How Candor Keeps the Blue Angels Safe

Great teams have routines and habits that separate them from the merely good. 

One of those habits is the ability to have open and honest conversations. Often called “psychological safety,” this is the climate where people on the team feel comfortable taking conversational risk. 

When they feel psychologically safe, team members believe they can speak up, ask questions, admit mistakes, challenge ideas, and offer unpopular opinions without being punished, embarrassed, or ignored. 

Quality decisions, top performance, and continuous learning in teams all depend on this feeling of safety. 

This is why the best leaders work hard to normalize candid conversations and make silence the risky thing. 

One particularly effective way of doing so is to create a ritual that gives people permission to take conversational risk. 

An example is the “Calling a Safety” ritual practiced by the Blue Angels, the US Navy Flight Demonstration Squadron. 
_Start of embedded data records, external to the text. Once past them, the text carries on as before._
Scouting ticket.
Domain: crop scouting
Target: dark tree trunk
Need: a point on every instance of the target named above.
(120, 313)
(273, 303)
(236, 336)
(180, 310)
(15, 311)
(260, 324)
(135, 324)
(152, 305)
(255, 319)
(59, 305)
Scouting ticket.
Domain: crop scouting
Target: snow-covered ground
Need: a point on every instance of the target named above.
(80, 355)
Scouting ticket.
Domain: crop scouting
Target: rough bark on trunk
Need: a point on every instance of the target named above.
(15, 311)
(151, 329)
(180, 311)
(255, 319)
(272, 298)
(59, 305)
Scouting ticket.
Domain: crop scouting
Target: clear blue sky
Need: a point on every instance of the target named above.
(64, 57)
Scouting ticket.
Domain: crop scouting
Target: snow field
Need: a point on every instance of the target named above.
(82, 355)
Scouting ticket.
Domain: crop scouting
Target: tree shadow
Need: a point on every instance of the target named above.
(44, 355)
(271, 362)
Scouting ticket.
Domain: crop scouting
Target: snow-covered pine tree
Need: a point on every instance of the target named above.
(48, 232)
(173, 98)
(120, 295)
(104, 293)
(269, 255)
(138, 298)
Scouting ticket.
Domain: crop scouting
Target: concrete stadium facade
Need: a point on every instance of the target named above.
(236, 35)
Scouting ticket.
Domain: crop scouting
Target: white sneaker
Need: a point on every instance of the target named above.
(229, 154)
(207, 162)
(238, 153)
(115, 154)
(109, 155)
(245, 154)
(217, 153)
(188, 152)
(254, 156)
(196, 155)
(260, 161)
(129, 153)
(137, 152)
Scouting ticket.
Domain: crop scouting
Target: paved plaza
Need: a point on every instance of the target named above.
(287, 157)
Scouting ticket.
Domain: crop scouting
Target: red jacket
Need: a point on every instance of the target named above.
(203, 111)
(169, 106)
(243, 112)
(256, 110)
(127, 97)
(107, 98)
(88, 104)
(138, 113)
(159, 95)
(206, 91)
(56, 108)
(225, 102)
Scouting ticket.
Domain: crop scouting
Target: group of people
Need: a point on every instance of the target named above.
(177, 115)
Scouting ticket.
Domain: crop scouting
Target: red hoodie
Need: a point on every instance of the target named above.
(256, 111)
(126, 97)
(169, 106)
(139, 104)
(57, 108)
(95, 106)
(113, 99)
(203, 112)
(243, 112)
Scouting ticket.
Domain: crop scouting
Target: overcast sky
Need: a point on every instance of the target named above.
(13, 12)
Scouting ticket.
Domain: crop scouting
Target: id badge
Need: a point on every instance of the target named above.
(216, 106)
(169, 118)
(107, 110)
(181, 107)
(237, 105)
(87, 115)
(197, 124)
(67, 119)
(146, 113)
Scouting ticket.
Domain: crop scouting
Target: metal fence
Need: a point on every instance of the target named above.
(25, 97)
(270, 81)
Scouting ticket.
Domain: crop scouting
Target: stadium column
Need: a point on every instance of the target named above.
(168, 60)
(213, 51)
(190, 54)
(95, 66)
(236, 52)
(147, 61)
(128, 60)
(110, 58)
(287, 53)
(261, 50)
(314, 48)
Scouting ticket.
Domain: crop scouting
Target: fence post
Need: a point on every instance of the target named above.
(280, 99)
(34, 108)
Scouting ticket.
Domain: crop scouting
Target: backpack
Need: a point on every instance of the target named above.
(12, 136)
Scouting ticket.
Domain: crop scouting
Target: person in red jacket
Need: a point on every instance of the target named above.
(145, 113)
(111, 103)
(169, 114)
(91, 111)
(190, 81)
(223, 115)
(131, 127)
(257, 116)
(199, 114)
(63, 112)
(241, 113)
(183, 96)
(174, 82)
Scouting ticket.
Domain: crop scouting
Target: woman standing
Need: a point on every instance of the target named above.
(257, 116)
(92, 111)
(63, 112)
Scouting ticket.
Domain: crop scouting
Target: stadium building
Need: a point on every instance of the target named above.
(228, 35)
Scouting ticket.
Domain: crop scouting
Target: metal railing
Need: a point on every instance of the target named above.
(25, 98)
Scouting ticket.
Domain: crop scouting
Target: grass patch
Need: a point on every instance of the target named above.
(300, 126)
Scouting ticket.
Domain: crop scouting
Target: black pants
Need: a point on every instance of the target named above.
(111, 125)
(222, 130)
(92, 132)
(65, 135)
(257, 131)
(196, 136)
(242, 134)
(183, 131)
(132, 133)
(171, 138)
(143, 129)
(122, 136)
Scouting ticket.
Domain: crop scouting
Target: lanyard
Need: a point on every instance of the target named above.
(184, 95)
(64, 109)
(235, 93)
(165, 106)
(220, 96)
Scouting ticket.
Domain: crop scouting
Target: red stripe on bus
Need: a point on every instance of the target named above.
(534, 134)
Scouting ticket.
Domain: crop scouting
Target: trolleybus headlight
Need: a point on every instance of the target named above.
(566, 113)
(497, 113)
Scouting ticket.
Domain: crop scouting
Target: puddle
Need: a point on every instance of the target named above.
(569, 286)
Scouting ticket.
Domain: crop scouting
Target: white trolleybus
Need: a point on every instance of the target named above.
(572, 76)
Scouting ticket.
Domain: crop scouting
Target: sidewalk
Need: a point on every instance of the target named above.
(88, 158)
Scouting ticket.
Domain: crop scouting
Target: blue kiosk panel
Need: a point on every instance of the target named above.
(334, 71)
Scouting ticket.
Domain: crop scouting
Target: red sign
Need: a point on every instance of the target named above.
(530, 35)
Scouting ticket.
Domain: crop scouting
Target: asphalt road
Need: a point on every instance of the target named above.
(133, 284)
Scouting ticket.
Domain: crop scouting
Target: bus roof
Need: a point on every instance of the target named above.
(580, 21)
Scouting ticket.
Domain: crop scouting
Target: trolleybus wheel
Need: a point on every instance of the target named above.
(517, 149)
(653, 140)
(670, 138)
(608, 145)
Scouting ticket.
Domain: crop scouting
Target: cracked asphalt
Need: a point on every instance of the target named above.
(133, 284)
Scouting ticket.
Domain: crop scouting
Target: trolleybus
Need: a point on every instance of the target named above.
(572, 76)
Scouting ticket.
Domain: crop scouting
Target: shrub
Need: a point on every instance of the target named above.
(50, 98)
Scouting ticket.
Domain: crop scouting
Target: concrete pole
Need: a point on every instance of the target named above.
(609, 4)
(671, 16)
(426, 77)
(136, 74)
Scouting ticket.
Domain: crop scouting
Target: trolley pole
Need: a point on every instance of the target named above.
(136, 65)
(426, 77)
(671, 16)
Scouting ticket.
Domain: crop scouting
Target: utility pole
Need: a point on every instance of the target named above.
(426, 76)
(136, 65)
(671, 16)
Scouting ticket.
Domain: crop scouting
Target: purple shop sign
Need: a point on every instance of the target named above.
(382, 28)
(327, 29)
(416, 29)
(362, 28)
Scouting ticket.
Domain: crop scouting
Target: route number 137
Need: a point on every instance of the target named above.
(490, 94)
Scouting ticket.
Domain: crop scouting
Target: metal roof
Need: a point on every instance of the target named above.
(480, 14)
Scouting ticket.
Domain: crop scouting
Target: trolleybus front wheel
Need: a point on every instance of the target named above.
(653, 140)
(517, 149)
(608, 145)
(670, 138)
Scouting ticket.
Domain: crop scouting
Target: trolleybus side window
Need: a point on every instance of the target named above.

With up to six F/A-18 Super Hornets performing flight maneuvers 18 inches apart at 250 knots, few teams in the world depend on trust the way the Blue Angels do. Their lives literally depend on being able to have honest conversations about their performance.

This is where the “Calling a Safety” ritual comes in. After every flight, the team conducts a video review in which every pilot self-declares their mistakes. 

For each error, the pilot announces they are “Calling a Safety.” The pattern is always the same: take the safety, commit to fixing it, and express gratitude for being on the team. 

“I’m calling a safety. I was 20 feet too high on the base turn. I’ll fix my safety, and I’m just happy to be here.”

And that pattern repeats. For every pilot, for every safety, for hours. 

For the Blue Angels, the risky thing is to NOT take a safety. Expressing a contrarian view, a new idea, a critique, or a mistake isn’t just normal — it’s expected. And everyone is safer, literally and psychologically, as a result.

“Calling a safety,” “Holding the truth stick,” “Wearing the honesty hat,” “Using the cone of candor” — all make it safe to express what the team must hear. 

What ritual can you create to make the risky statements safe to say on your team?